Why the supply constraint? In some cases it is due to public sector monopoly, such as the railways (and until recently, telecommunications.) In some other cases, license restrictions on the private sector coupled with import restrictions. I recall a time when being able to get a two-wheeler was an achievement because the waiting time was of the order of a few years.
Monopolies, public and private, do not fear competition and behave exactly as the textbooks say: high prices, shoddy quality, and super-normal profits (economic rents.) Also, as any economics textbook analysis would demonstrate, deadweight social losses.
Somewhat similar outcomes obtain from putting license restrictions on private sector suppliers of anything from two-wheelers to cement. By limiting the number of firms allowed to operate within a certain sector, the policy makers essentially limit competition within the market. With limited competition in the market comes supra-normal profits (economic rents) and this rent can be captured by the policy makers. How? By handing out licenses to those firms which are willing to pay the most to service the market. Essentially, the competition for the market replaces competition in the market. Sometimes the licenses are auctioned off publicly (as in the case for telecom firms), and sometimes it is pure and simple corruption. It is well-known that Indian government officials and politicians in charge of various commodities such as cement, steel, etc., make hundreds of millions of dollars (which they stash away in Swiss banks) from handing out licenses. In either case, supply is limited, competition is curbed, prices are high, quality is poor, and leads to deadweight losses.
Add a few thousand billion rupees of deadweight loss here and a few thousand billion rupees of dwl there, and soon you will be talking real poverty. The combined effect of these losses aggregated over many years and you have the prescription for an emaciated impoverished economy. The Nehruvian socialistic system of controlling the economy to extract as much rent as possible is at the root of India’s eye-popping poverty.
When we say India is poor, we mean that the people of India are poor. The poor have little and therefore they ask for more, never mind the quality; the rich have a lot and demand better.

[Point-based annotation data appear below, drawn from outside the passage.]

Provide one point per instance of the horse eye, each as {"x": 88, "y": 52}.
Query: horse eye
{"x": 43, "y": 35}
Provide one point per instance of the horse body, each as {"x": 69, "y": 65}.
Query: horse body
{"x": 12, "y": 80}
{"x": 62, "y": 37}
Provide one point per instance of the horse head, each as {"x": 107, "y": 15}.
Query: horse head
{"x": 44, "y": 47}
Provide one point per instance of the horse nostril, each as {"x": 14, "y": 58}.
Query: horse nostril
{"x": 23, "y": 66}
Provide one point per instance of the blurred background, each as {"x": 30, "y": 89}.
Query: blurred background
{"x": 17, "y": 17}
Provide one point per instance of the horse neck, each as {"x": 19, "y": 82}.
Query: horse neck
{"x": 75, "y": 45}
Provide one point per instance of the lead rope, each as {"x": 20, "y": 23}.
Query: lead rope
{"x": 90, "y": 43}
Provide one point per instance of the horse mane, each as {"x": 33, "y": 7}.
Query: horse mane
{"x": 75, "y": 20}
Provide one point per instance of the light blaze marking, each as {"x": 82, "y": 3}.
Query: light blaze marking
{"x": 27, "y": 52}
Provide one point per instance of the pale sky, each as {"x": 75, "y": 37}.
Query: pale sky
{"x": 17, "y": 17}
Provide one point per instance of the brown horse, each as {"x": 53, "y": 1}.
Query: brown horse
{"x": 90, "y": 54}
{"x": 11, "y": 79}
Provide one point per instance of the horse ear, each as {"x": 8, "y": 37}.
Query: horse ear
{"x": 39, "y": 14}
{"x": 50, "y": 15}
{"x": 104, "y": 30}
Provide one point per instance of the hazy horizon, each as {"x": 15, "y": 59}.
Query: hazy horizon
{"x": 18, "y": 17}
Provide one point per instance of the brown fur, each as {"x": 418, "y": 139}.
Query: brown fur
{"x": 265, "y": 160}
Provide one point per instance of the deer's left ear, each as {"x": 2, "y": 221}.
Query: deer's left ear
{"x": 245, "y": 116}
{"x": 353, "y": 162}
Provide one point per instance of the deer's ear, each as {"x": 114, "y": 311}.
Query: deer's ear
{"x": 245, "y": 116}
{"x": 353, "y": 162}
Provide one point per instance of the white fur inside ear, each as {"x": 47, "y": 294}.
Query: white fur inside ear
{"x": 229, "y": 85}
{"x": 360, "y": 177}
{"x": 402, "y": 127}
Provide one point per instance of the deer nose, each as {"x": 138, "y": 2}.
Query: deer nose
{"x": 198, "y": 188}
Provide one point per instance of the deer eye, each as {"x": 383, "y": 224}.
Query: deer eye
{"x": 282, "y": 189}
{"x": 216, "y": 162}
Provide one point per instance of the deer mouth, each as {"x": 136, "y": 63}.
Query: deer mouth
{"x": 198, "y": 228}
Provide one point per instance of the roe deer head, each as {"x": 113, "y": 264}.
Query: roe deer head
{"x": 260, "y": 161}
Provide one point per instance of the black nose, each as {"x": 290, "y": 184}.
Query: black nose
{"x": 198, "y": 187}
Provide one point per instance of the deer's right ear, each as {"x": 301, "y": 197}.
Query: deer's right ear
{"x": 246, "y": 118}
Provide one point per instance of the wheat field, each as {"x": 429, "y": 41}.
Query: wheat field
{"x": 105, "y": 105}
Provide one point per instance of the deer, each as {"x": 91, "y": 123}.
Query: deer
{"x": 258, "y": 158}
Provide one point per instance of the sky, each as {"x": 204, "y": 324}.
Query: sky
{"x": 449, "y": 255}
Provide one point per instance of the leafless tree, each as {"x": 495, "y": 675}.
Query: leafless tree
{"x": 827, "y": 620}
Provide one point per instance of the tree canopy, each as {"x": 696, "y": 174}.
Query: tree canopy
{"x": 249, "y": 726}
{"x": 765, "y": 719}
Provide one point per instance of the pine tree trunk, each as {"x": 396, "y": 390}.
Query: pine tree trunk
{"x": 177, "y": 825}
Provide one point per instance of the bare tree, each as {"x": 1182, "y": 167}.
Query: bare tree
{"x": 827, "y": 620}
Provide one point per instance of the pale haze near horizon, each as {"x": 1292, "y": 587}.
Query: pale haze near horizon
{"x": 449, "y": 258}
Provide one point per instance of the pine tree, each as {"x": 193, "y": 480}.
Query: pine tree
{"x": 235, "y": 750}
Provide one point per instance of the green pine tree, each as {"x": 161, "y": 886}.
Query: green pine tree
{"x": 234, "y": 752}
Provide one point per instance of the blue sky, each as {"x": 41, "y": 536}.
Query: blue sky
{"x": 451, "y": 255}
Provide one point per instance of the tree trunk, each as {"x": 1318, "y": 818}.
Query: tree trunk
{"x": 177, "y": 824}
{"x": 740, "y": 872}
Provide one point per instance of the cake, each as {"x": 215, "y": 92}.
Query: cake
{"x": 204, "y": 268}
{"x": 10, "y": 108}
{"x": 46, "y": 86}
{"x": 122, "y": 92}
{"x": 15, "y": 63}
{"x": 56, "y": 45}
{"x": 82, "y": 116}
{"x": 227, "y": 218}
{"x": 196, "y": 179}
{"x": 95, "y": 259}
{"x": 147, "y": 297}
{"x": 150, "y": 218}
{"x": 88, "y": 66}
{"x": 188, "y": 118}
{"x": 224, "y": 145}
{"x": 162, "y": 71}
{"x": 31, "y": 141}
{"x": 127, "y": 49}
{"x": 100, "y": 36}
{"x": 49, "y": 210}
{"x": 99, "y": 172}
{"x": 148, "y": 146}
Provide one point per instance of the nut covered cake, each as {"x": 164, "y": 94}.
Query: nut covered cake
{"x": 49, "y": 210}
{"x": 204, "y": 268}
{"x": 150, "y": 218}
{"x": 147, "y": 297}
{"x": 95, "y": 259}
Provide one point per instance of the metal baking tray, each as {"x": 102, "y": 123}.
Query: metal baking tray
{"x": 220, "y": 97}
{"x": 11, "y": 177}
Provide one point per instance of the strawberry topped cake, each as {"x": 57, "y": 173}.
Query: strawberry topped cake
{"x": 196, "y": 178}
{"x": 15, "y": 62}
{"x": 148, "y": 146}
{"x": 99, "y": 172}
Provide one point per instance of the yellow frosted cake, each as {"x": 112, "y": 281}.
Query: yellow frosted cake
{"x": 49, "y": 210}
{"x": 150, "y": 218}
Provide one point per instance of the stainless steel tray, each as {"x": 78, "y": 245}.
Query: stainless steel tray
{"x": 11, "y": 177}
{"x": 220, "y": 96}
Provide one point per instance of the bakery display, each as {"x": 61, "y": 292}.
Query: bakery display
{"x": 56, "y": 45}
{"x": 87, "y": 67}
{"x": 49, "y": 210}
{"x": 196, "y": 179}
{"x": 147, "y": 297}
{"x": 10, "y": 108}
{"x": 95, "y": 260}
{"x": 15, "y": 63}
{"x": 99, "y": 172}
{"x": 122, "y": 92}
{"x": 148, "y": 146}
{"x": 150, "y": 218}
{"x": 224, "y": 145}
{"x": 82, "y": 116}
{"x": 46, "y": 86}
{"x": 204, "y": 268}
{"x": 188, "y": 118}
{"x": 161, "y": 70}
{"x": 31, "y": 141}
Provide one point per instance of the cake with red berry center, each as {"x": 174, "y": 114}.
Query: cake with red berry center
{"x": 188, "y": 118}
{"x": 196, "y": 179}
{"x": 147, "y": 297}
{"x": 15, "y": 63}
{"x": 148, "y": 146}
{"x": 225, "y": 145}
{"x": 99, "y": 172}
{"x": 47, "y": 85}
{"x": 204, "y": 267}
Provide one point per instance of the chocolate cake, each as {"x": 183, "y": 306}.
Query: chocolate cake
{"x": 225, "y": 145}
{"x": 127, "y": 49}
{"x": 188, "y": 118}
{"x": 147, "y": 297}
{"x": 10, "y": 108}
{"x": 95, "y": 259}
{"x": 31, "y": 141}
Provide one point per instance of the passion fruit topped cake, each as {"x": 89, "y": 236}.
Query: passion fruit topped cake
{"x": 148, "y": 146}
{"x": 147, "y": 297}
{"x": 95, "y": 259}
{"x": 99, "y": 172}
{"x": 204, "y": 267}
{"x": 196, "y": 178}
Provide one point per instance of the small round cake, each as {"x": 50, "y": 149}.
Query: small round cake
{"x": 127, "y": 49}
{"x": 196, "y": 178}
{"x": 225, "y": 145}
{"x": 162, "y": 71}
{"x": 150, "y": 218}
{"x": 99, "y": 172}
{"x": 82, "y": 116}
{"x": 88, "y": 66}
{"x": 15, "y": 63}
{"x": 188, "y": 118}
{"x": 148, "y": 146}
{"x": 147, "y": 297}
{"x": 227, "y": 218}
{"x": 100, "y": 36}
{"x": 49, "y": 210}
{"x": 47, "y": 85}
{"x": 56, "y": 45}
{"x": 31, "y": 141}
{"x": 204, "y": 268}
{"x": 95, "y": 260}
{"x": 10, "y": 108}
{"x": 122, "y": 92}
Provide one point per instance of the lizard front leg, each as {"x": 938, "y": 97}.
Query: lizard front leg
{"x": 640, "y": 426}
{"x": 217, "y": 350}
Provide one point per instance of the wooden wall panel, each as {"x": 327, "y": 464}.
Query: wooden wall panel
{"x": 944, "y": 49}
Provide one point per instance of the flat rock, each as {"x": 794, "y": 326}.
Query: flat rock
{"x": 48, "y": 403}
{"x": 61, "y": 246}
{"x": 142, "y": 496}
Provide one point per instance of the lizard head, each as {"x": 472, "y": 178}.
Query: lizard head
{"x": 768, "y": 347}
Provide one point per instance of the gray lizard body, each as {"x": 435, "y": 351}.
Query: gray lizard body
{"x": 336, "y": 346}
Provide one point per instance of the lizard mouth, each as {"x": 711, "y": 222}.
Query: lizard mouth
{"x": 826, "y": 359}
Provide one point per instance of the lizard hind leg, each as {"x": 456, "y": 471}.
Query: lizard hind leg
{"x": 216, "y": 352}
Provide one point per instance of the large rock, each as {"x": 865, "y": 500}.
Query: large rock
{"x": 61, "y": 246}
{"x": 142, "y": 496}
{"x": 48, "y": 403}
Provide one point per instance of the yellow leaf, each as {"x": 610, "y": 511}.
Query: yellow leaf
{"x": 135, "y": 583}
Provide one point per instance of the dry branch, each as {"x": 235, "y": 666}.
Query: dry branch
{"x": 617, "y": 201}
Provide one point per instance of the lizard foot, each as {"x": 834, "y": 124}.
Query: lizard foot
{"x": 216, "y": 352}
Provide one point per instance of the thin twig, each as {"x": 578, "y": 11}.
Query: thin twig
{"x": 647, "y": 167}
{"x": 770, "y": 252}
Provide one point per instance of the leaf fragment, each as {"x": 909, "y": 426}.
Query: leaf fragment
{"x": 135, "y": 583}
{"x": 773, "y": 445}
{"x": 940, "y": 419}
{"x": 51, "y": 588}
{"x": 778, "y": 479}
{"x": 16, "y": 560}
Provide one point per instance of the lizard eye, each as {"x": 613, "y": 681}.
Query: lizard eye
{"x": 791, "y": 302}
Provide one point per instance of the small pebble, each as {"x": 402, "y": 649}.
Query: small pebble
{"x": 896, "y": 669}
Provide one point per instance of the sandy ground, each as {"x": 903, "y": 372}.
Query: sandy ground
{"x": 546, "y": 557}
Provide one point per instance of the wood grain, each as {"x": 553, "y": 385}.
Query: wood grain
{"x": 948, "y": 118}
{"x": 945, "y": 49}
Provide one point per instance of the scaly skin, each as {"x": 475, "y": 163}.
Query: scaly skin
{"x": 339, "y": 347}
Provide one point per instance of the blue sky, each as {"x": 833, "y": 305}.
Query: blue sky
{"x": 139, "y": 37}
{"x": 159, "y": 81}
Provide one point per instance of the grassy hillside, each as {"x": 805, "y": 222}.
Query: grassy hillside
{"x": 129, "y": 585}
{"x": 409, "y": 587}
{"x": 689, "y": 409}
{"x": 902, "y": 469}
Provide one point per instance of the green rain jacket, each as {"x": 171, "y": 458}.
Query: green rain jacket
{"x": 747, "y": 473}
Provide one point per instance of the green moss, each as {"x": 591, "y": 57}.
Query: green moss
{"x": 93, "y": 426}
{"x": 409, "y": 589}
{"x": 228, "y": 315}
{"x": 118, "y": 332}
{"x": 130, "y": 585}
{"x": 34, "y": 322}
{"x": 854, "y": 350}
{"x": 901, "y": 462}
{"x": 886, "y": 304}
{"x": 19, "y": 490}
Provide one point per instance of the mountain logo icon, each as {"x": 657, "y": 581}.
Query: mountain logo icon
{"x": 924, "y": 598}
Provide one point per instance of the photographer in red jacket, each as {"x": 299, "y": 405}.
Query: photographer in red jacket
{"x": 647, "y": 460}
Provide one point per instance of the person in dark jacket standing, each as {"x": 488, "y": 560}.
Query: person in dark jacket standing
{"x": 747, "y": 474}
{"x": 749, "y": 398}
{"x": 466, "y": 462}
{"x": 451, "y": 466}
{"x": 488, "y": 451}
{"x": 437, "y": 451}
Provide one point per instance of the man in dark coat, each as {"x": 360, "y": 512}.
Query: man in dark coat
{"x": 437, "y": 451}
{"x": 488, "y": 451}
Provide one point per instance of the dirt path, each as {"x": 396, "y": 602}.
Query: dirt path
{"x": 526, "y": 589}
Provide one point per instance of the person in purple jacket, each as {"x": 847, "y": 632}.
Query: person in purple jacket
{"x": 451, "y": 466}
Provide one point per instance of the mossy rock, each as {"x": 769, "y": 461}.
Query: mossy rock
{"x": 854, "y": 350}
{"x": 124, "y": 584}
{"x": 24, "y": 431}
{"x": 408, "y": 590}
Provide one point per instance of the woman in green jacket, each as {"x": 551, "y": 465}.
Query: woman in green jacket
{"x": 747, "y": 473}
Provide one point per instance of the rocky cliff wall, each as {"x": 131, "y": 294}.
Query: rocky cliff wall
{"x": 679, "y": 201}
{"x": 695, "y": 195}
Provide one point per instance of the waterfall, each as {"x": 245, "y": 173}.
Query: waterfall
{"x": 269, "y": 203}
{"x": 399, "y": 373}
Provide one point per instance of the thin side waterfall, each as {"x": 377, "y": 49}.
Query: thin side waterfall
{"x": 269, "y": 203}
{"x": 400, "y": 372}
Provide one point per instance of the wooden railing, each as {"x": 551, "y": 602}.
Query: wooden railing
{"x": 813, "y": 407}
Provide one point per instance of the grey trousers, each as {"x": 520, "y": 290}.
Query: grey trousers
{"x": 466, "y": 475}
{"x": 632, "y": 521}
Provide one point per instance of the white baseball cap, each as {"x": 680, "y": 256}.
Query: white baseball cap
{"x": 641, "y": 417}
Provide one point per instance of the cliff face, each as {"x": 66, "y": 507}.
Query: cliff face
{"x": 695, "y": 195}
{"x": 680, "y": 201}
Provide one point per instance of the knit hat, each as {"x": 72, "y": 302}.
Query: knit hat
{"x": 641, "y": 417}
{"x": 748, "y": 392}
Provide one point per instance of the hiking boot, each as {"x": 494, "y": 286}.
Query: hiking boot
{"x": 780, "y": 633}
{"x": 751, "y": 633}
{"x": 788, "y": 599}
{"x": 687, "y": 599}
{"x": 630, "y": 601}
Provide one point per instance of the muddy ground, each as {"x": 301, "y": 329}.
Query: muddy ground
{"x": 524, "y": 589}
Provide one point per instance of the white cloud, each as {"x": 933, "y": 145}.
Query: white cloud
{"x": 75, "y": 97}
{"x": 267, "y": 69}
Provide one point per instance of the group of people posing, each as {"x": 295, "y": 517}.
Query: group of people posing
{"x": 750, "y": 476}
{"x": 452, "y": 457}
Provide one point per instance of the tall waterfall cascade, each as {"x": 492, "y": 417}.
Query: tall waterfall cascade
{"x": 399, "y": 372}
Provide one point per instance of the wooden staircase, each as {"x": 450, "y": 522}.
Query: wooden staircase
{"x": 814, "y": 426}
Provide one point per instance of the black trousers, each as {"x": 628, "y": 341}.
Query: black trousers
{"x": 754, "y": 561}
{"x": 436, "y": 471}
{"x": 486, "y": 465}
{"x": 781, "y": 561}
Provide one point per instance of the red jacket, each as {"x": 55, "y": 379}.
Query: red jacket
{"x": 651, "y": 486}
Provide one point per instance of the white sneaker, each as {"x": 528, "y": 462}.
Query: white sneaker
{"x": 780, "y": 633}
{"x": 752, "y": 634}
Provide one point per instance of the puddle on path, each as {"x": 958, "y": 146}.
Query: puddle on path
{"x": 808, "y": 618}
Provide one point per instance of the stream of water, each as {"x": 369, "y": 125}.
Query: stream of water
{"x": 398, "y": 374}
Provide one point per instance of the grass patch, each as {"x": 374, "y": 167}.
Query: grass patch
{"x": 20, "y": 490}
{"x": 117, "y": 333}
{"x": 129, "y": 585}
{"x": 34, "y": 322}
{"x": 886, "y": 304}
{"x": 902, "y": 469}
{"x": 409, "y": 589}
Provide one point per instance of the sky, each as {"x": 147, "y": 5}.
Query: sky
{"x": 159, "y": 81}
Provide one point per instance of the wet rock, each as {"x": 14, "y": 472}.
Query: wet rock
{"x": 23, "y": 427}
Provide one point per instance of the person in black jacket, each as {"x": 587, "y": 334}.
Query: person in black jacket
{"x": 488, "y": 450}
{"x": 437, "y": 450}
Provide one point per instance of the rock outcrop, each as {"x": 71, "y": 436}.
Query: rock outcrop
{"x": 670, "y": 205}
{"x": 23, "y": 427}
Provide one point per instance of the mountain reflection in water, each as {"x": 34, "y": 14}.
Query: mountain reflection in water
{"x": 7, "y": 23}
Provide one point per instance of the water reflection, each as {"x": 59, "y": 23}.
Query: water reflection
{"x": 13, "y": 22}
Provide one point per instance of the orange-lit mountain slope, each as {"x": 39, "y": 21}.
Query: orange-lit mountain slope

The poor are willing to take what they can get their hands on to, by hook or by crook. The rich have the luxury of rejecting stuff that don’t meet their standards. You can get “Export Rejects” in shops in India and these are sold as better stuff than the stuff available for the domestic markets.
Export quality for a poor nation means it is better than the stuff that domestic consumers can get or even afford. Export quality for rich nations could mean something entirely different. The US, for instance, sometimes exports stuff that it considers below par (such as food and military equipment to third world countries). In some cases, it exports stuff that they are legally barred from consuming in the domestic market because of health and safety issues.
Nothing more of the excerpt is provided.